"Schlag den Raab": Debakel für Judo-Olympiasieger
VON STEPHAN SEEGER - zuletzt aktualisiert: 02.11.2008 - 11:33Köln (RPO). Knapp vier Stunden hat sie gedauert, dennoch war es eine der kürzesten Ausgaben von „Schlag den Raab“. Schon nach elf Spielen hat TV-Moderator Stefan Raab einen weiteren großen Sieg seiner wohl einzigartigen Spiel-Show-Karriere bestehend aus Wok-WM, Turmspringen oder Stock-Car-Challenge errungen.
Und sein Opfer war diesmal kein Unbekannter: Olympiasieger Ole Bischof verpasste die Chance auf eine Million Euro und hatte zu keiner Zeit einen Hauch von Chance. Der Leistungssportler, der bei den Sommerspielen in Peking Gold im Judo geholt hatte, gewann nur die ersten beiden Spiele, danach schlug Raabs große Stunde.
"Wir sind wieder da" – mit diesen Worten begrüßte Matthias Opdenhövel die Zuschauer der TV-Show "Schlag den Raab" in Köln. Die zweite Ausstrahlung nach der Sommerpause hatte es in sich: Stefan Raab, der in zuvor zwölf Sendungen achtmal als Sieger hervorging, musste sich mit Kandidat Ole Bischof auseinandersetzen. Dieser ist kein Unbekannter. Vor wenigen Wochen holte der Sportstudent bei den Olympischen Spielen in Peking die Goldmedaille im Judo.
Und genau darin lag das Problem bei der Vorstellung der Kandidaten. Vor Bischoff stellten Clemens und Nicole Ansprüche an, Raab in die Schranken zu weisen. Dann wurde Bischof, der sich schon vor den Sommerspielen bei der TV-Show beworben hatte, vorgestellt. Und auf wen sonst sollte die Wahl der Zuschauer, die per Anruf oder SMS für ihren Lieblingskandidaten stimmen konnten, fallen? Die erste halbe Stunde der Sendung war überflüssig, denn wenn schon ein Olympiasieger nicht schafft, den Raab zu schlagen, schafft es keiner.
Kandidat schnell gefunden
So auch die einhellige Meinung der Fernsehzuschauer, die sich klar für Bischof entschieden. Der Leistungssportler gewann die Ausscheidung vor einem Bundeswehr-Piloten, der seit fünf Jahren in einem Wohnwagen wohnt. Auch der hätte sicher Farbe in die einmal mehr langwierige Sendung gebracht, hatte aber das Pech, einen waschechten Olympiasieger als Konkurrenten zu haben.
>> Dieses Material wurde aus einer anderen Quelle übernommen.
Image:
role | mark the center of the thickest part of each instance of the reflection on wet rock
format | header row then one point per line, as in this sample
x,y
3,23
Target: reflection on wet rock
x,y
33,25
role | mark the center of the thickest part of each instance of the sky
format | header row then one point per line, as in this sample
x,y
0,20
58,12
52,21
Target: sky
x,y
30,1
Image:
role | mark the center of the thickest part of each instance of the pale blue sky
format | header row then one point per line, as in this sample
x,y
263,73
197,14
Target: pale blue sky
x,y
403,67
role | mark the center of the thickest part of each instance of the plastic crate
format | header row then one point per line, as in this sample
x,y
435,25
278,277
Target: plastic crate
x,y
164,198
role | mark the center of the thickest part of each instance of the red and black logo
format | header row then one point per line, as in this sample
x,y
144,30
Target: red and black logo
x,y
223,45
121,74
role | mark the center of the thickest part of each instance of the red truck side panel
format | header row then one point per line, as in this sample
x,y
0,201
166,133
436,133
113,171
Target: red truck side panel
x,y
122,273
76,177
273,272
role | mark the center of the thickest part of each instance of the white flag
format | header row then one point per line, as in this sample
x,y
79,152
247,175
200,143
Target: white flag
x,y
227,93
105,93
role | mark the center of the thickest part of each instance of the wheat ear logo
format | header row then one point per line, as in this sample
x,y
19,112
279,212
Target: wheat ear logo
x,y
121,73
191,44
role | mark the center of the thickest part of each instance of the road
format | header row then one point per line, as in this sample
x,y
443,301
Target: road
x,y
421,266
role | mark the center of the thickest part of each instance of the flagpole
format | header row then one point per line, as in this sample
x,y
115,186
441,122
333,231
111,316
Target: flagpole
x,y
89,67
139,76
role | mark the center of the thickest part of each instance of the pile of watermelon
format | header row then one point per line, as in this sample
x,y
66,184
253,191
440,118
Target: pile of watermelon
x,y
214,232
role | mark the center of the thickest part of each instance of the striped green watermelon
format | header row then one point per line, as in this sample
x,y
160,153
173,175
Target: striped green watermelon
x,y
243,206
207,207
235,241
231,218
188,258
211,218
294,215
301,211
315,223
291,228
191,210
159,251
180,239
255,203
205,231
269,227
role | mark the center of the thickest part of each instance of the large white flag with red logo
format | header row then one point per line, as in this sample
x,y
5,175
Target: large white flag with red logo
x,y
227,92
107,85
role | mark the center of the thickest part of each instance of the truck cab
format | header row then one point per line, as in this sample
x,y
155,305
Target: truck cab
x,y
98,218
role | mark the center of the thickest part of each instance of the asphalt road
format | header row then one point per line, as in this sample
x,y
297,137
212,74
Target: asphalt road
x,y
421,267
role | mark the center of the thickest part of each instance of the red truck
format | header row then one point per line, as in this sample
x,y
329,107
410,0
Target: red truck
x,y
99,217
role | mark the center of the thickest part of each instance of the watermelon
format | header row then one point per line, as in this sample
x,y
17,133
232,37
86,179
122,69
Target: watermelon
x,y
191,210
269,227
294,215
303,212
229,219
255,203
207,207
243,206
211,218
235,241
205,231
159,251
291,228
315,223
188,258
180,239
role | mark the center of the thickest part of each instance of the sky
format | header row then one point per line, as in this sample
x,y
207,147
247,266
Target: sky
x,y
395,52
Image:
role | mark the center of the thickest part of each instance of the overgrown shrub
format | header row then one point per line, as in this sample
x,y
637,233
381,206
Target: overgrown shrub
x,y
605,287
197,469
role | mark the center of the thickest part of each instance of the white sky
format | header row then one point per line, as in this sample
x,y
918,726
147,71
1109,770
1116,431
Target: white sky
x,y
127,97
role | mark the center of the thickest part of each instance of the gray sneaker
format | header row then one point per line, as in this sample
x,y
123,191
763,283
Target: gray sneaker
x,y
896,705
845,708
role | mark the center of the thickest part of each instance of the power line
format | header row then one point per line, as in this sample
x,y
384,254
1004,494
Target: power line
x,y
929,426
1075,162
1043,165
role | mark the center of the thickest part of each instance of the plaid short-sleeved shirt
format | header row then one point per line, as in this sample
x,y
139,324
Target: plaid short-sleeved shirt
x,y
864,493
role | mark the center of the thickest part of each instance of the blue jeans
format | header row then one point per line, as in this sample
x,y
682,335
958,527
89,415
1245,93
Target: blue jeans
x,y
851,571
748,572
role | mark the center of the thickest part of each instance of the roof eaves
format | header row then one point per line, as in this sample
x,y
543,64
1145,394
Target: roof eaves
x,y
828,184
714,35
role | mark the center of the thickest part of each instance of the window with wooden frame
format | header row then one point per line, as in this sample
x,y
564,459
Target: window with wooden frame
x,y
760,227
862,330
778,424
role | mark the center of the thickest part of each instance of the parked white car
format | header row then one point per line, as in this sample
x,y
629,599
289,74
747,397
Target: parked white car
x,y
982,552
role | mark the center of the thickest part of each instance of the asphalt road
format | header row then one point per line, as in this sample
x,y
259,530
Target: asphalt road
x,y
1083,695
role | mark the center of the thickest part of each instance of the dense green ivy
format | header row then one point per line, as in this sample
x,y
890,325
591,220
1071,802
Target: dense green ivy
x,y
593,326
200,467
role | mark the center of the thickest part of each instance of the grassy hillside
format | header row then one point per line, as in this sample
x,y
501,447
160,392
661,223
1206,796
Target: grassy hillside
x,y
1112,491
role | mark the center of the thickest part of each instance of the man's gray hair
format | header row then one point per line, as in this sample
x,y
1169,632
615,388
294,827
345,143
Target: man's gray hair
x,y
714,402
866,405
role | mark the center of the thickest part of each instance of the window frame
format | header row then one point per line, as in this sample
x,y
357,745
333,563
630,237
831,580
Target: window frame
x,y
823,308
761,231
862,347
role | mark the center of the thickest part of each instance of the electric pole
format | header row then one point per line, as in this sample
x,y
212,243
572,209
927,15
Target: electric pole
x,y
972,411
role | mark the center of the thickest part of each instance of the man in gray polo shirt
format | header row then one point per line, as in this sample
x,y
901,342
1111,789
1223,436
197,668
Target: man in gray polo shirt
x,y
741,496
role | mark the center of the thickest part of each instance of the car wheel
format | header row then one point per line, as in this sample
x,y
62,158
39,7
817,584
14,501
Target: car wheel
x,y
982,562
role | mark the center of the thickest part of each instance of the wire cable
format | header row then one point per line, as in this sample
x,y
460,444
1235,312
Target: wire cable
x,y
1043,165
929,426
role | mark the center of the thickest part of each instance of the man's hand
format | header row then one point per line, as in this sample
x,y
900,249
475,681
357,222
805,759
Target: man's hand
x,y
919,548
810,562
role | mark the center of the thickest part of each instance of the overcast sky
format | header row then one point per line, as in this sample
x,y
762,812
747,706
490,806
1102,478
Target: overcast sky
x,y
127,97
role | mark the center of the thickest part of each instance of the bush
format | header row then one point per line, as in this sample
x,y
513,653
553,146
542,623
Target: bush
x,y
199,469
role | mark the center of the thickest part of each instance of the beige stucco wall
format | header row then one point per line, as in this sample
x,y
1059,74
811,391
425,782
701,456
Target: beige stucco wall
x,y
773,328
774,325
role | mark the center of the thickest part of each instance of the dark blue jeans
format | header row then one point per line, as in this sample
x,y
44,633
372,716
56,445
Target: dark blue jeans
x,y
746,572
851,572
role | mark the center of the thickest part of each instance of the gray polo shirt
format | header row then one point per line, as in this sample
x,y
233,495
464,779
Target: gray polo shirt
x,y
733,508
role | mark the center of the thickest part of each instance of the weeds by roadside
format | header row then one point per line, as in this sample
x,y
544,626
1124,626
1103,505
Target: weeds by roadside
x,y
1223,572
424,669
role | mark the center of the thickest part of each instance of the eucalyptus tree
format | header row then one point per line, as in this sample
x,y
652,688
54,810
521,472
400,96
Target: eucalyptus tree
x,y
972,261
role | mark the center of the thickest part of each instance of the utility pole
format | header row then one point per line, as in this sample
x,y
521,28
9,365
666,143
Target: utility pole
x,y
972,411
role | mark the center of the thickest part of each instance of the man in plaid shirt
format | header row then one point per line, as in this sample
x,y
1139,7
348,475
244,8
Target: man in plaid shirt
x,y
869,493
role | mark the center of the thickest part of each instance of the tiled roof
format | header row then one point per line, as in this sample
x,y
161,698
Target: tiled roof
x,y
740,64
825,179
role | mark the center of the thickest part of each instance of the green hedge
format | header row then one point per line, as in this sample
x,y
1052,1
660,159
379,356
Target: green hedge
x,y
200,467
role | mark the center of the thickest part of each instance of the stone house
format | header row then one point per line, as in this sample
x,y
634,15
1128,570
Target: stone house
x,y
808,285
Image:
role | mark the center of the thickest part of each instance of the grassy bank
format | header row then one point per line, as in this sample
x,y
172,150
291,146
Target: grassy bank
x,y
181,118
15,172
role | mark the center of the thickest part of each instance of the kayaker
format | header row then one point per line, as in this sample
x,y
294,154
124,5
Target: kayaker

Eine echte Herausforderung also für Raab, der sich in Spielen wie Luft anhalten, Geschmacksrichtungen erkennen, Tischtennis (auch wenn hier nur Raab anwesend war) oder Monstertruck fahren. Sollte man jedenfalls meinen bei der Vorgeschichte des Herausforderers. In den ersten beiden Spielen lief es auch gut, dann aber brach Bischof ein. Nach Spiel zehn lag Raab bereits mit 3:52 vorne. Bischof hätte somit die letzten fünf Spiele gewinnen müssen, um mit einer Million Euro im Gepäck nach Hause zu fahren. Unmöglich. Und bei Spiel elf war dann Schluss.
Buschmann in Topform
Moderator Matthias Opdenhövel und Frank Buschmann, der wie immer die einzelnen Spiele kommentierte, waren einmal mehr in Bestform. Opdenhövel hatte an den richtigen Stellen die richtigen Witze parat und führte gut durch das Programm, Buschmann kommentierte gewohnt mit Herz und war stets voll bei der Sache. Der Mann sollte öfter Live-Events kommentieren, da schlummert ein Genie.
Zwischendurch meldete sich wieder einmal der Notar zu Wort. Spiel drei "das Laufrad" muss wiederholt werden, weil bei Raab zwar 25 Umdrehungen gezählt wurden, es de facto aber nur 17 waren. Zum Glück ging es "nur" um drei Punkte. Neben den unzähligen nervigen Werbeblöcken hat auch diese Wiederholung den Abend noch weiter in die Länge gezogen. Nur gut, dass die Sendung bereits nach elf Spielen beendet war. Und somit als kürzeste "Schlag-den-Raab"-Sendung in die Geschichte eingeht.